Seit 2007 hat Renée Green immer wieder an einer mehrteiligen Serie von Installationen gearbeitet, die den Titel Space Poems trägt. Charakteristisch für die Installationen sind die Stoffbanner in leuchtenden Farben, die über den Köpfen der Besucher_innen hängen und mit Schriftzügen bedruckt sind. Die Künstlerin löst Sprache aus ihrem gewöhnlichen Zusammenhang heraus und verwendet diese als Referenzmaterial, das sie einer räumlichen, grafischen und farblichen Rekontextualisierung unterzieht. Das sprachliche Material wird so Teil eines poetischen Systems und eröffnet den Betrachter_innen eine räumliche Situation, in der diese die Lücken zwischen den Ausdrücken für sich nutzen können.
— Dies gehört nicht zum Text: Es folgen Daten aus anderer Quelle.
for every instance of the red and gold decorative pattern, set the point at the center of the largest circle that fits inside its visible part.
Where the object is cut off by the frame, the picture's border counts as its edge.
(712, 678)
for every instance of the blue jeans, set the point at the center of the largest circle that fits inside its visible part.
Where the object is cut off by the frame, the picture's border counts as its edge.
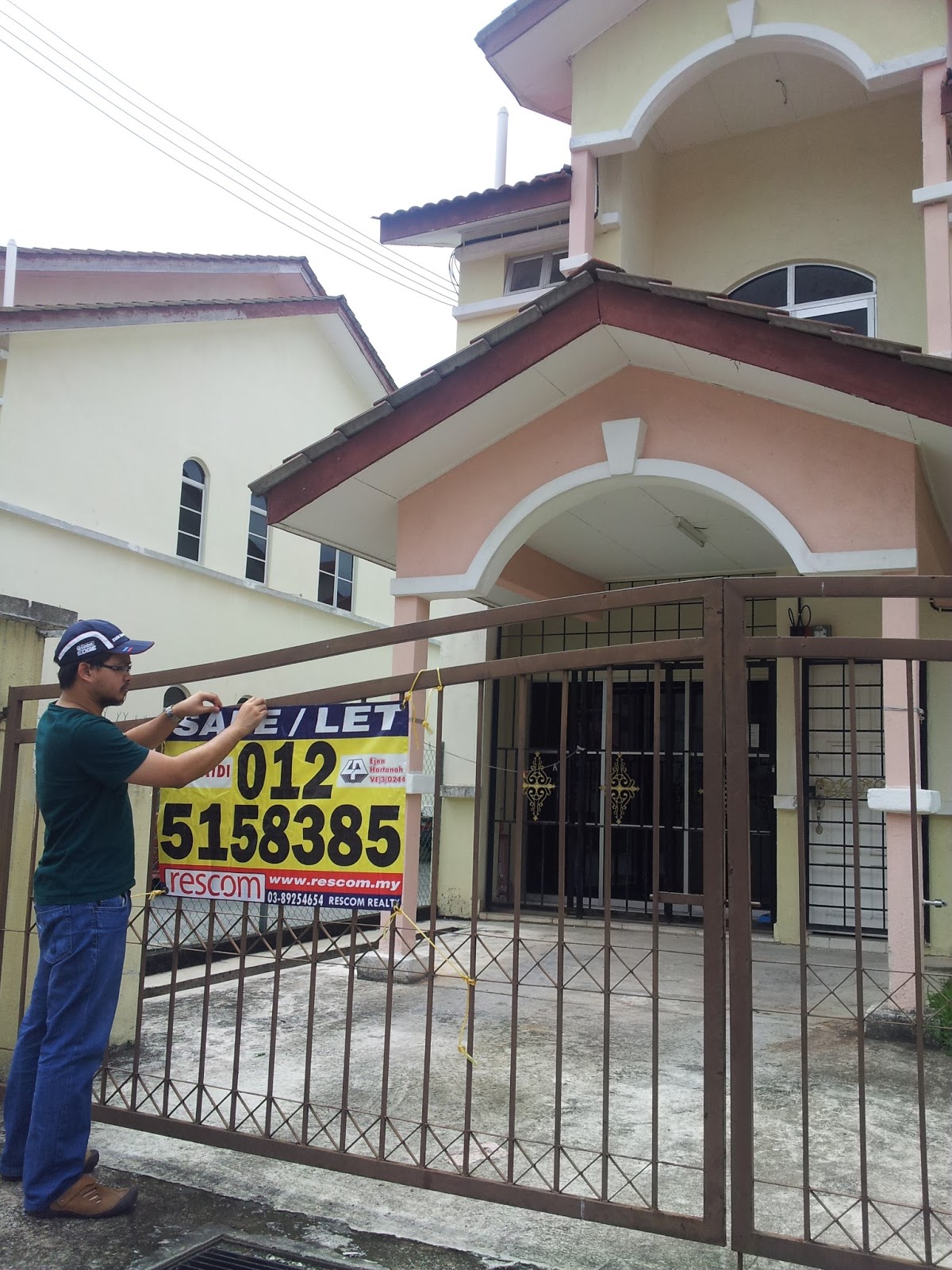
(63, 1038)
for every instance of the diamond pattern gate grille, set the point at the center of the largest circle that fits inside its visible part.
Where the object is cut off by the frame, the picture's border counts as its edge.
(598, 1089)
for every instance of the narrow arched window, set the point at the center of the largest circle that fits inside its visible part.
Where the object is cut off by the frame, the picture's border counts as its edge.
(823, 292)
(257, 556)
(190, 511)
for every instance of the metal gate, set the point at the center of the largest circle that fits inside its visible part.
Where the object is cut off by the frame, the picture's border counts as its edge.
(537, 1060)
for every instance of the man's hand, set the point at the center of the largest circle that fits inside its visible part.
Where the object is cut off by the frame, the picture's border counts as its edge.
(198, 704)
(179, 770)
(249, 714)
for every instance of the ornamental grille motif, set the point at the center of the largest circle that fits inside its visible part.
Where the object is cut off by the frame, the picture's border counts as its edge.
(624, 789)
(536, 785)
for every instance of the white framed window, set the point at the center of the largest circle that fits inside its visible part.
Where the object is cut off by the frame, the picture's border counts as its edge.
(190, 510)
(336, 579)
(257, 554)
(824, 292)
(530, 272)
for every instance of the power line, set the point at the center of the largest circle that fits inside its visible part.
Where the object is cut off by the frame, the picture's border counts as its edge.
(418, 285)
(302, 203)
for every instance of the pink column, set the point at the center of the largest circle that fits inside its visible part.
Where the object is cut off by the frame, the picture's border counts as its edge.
(408, 660)
(900, 620)
(939, 283)
(582, 210)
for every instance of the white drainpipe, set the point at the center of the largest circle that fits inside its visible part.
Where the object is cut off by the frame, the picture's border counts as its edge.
(10, 275)
(501, 139)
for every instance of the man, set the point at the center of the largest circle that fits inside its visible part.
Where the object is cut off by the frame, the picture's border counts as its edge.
(82, 897)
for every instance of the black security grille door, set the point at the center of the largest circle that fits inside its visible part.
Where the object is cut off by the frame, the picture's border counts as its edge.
(681, 762)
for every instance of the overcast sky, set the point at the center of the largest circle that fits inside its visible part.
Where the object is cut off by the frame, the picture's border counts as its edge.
(359, 108)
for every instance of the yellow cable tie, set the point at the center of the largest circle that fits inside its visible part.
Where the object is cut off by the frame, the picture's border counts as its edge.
(466, 978)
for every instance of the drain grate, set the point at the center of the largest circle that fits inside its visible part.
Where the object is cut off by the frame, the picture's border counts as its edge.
(226, 1254)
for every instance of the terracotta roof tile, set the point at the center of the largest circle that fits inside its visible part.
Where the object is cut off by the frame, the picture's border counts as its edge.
(549, 190)
(584, 279)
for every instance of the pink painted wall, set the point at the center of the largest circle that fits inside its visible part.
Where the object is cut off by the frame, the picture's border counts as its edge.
(842, 487)
(537, 577)
(931, 539)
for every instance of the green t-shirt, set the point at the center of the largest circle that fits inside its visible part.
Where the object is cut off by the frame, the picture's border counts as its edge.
(83, 762)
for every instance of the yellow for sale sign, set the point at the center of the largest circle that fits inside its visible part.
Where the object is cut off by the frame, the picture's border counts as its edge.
(309, 810)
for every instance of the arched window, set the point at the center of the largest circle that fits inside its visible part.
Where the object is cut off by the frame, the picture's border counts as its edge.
(190, 511)
(255, 559)
(824, 292)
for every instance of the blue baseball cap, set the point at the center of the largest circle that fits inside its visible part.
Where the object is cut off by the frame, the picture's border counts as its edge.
(94, 635)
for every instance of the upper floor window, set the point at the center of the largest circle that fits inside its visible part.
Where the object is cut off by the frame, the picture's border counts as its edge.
(535, 271)
(336, 581)
(824, 292)
(190, 510)
(257, 556)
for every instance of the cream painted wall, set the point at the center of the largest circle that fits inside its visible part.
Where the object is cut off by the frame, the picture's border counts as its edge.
(640, 173)
(192, 615)
(615, 71)
(97, 423)
(21, 660)
(837, 188)
(484, 279)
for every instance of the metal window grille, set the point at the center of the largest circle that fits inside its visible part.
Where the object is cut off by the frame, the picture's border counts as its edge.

In der Installation Space Poem #4 verwendet die Künstlerin 40 zweiseitige Banner, auf welchen italienische Namen zu lesen sind. Die Namen beziehen sich auf bekannte Persönlichkeiten aus verschiedenen Bereichen wie der Wissenschaft, der Literatur, der Philosophie, der bildenden Kunst oder dem Film. Aber was sollen diese Namen innerhalb des Werks repräsentieren? Um der Intention der Künstlerin näher zu kommen, muss der ursprüngliche Zusammenhang der Installation mitberücksichtigt werden.
Space Poem #4 ist 2013 im Kontext einer Ausstellung entstanden, die in einem klassizistischen Prunkbau in Rom stattfand und welche die gezeigten Positionen als „Repräsentant_innen“ der Stadt New York darstellte. Greens Beitrag lässt sich als eine Kritik an den Voraussetzungen des gesamten Settings beschreiben, in dem Künstler_innen auf ihre Herkunft reduziert werden und genau wie der symbolische Status der Architektur dazu dienen, ein nationalistisches Bewusstsein zum Ausdruck zu bringen. Während anfangs noch der Eindruck besteht, es handle sich bei den Namen auf Greens Bannern um gebürtige Italiener_innen, stellt sich letztendlich heraus, dass der erste Eindruck falsch ist. Schnell wird klar, dass die Persönlichkeiten zwar italienische Namen besitzen, aber Teil einer italienischen Diaspora sind. Green spielt damit auf die ideologische Engführung des Themas Herkunft an und setzt dieser die Kraft von kultureller Diversität und Pluralismus entgegen. Außerdem weist sie darauf hin, dass kulturelle Leistungen nicht an eine spezifische Nation gebunden sind.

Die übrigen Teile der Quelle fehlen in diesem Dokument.